AI could make African languages more accessible with machine translation — but people need to make it happen
Machine translation benchmarks were recently set for more than 30 African languages, classified in the Natural Language Processing space as the ‘The Left-Behinds’. The benchmarks are the first advances for some of the 2,000-odd living African languages and present a case for information accessibility through language technology.
If there was a perfect Machine Translation system for African languages it would mean that all the existing knowledge found on the Internet could be translated into someone’s home language.

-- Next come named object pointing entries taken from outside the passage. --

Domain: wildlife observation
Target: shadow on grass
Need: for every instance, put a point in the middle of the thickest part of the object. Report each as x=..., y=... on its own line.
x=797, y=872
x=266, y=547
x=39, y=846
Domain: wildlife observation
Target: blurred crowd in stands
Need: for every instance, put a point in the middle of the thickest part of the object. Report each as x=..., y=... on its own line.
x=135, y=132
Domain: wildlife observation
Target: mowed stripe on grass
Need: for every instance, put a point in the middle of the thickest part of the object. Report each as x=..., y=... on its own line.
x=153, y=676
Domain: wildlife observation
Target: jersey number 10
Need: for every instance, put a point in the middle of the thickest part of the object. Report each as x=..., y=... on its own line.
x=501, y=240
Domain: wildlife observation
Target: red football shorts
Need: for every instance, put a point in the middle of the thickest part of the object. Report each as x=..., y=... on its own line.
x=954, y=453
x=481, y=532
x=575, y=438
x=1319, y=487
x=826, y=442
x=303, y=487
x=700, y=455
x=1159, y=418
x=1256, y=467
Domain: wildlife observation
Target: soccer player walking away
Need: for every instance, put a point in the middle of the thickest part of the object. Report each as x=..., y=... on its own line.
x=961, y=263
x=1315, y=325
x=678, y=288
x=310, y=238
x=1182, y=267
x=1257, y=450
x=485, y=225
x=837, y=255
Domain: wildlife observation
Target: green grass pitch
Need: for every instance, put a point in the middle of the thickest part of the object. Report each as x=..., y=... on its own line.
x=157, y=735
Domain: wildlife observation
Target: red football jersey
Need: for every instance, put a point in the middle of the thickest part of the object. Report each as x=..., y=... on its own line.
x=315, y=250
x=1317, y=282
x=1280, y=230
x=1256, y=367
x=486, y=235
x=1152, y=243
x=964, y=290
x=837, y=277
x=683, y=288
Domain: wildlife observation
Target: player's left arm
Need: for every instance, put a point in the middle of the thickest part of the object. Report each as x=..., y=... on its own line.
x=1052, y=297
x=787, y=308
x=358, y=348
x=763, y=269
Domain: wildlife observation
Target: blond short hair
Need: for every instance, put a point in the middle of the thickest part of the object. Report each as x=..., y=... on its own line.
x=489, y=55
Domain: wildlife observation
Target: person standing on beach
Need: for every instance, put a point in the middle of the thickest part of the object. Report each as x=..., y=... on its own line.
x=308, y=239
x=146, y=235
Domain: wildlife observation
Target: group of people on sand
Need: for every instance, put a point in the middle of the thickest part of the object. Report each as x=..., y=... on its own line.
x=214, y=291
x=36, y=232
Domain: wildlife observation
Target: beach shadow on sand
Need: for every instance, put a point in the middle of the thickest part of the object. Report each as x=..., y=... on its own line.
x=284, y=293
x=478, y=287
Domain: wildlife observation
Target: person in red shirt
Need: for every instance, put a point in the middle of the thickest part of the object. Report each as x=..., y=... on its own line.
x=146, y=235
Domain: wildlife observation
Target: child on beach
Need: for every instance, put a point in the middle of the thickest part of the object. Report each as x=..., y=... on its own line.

For example, the number of Xitsonga articles on the global encyclopaedia Wikipedia is tiny. “If we had a perfect [Machine Translation] system… you can take the whole Wikipedia and translate that into someone’s language, then you give them direct access to basically all of knowledge. That’s a little bit amazing,” said Dr Herman Kamper of Stellenbosch University’s Department of Electrical and Electronic Engineering.
Machine Translation is automated translation of one language into another, performed by a computer.
Kamper was one of about 40 scholars and more than 400 participants who have been teaming up since 2019 to solve speech and language problems in Africa.
At the end of 2020, the volunteer community was able to set the first benchmarks for 30-plus African languages in Machine Translation, a first for the African languages in Machine Translation.
Researchers used Natural Language Processing (NLP), a branch of artificial intelligence that helps computers understand, interpret and manipulate human language.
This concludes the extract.